As stated, the indexes allowed the observation of the accuracy and precision of the sampling grids, and OGI identified the grid that best represents the spatial variability of the soil properties. We observed that each soil property presented a sampling grid that better represented its spatial dependence. However, when performing soil sampling, we expect to analyze not a chemical attribute of the soil separately, but a set of these, optimizing and reducing the cost of the sampling operation and of the laboratory analyses. Thus, in order to choose the best sampling grid it is necessary to look for that which best represented the four soil properties studied. We calculated the average OGI, which is nothing more than the average OGI presented by the four soil properties for each grid (Table 6). Allowing the ranking of the grids by its average OGI.

Grids 1, 2, 3, 5, 8, 9 and 16 presented the highest values of OGI. Grid 5 may be highlighted as the best sampling grid. In practice, this grid becomes interesting because it presents 64 points (an average of 2.9 points/ha) and also for containing no nested grid, which facilitates the sampling process and reduces operational costs. Thus, for the grid with many points in the base grid, the nested grid may not have made a difference. However, the nested grid affected the grids that had few points in the base grid. This may be observed by grid 8 (2 nested grid), grid 9 (one nested grid) and grid 16 (4 nested grid), which were higher than their group base grid (grid 10 and grid 20, respectively). It is important to note that these grids were among the top sampling grids. Although grid 1 (4 nested grid), grid 2 (3 nested grid) and grid 3 (2 nested grids) were not superior to its base grid, they were superior when compared to the other grids.

As stated, grid 5, with approximately 3 sampling points/ha, were pointed to as most indicated to be used for sampling the soil of the studied field. The grid with 2 points/ha, 1 point/ha or 0.5 point/ha were ranked as 16^{th}, 18^{th} e 20^{th}, respectively, and were not recommended for use. It is noteworthy that grid 20, which has 12 sampling points (0.5 points/ha), did not adjust to the CEC at pH 7.0, thus we avoided its use. We recommend the use of nested grids to improve sampling results when it is necessary to use sampling grids with as few sampling points as possible. If there is a need to use base grid with a few sampling points, it is recommended to use nested grids to improve sampling results.

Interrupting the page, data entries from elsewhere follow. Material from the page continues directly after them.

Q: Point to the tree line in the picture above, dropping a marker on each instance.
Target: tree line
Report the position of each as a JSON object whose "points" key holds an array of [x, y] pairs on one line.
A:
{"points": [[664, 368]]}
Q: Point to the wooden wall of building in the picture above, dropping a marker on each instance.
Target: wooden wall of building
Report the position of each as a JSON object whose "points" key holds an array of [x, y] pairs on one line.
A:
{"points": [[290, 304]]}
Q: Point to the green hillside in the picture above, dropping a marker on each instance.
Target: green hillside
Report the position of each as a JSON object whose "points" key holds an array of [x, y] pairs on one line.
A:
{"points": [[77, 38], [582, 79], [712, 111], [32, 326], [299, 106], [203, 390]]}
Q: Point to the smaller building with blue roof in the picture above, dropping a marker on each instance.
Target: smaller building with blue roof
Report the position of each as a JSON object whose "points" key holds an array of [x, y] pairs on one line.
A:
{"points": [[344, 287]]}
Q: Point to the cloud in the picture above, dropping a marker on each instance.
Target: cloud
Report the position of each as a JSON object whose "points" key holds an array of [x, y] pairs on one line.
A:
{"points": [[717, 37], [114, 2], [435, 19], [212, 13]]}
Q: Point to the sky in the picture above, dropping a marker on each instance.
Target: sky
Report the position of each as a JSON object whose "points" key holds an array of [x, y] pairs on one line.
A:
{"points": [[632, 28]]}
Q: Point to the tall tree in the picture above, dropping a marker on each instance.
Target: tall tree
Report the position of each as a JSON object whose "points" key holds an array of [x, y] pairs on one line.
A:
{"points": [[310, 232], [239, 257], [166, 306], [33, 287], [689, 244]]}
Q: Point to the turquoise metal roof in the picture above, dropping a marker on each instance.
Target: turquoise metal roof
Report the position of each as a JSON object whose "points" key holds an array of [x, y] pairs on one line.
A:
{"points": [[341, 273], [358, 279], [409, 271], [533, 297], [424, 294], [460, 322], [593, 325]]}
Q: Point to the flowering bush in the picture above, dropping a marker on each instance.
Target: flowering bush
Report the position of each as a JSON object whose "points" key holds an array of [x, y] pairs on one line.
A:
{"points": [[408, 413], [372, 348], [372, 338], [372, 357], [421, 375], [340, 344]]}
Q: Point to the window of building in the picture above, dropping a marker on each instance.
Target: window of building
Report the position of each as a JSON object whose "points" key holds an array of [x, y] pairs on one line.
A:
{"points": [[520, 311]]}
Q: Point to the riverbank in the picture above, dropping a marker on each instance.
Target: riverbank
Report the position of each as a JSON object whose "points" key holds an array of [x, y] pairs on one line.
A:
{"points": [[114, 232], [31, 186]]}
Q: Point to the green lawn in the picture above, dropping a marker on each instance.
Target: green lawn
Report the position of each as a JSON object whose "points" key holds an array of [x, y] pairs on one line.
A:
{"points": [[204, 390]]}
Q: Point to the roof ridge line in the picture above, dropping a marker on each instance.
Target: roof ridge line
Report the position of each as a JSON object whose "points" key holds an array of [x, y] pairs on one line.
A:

Thus, we conclude that errors will occur when using a 0.5, 1 and 2 points/ha sampling grid. If we were to choose a 0.5 pt/ha sampling grid, mistakes would be even greater.

Studies performed by [^{19}] emphasize the need to use a larger number of sampling points per hectare. They tested different sampling grids for a corn crop and their results showed the importance of carefully choosing sampling grid.

5. Conclusions

We characterized the magnitude of the spatial variability of the four soil chemical properties in all soil sampling grids except for CEC at pH 7 in grid 20. We also observed that the soil variables had spatial dependence structure, allowing us to obtain the validation parameters.

We proposed, developed and tested the Accuracy Index (AI) and Precision Index (PI) allowing us to rank the quality of the sampling grids and we used the Optimum Grid Indicator (OGI) to select the best sampling grid for each of the four soil properties.

The methodology proposed by this work allowed us to find a sampling grid that best represented the studied soil variables (grid 5, which presented approximately 3 points per hectare in a square grid). Also, we verified the difference between sampling grids, and soil variables.

The results showed that the choice of a sampling grid is critical to good performance in the application of precision agriculture techniques to the coffee crop.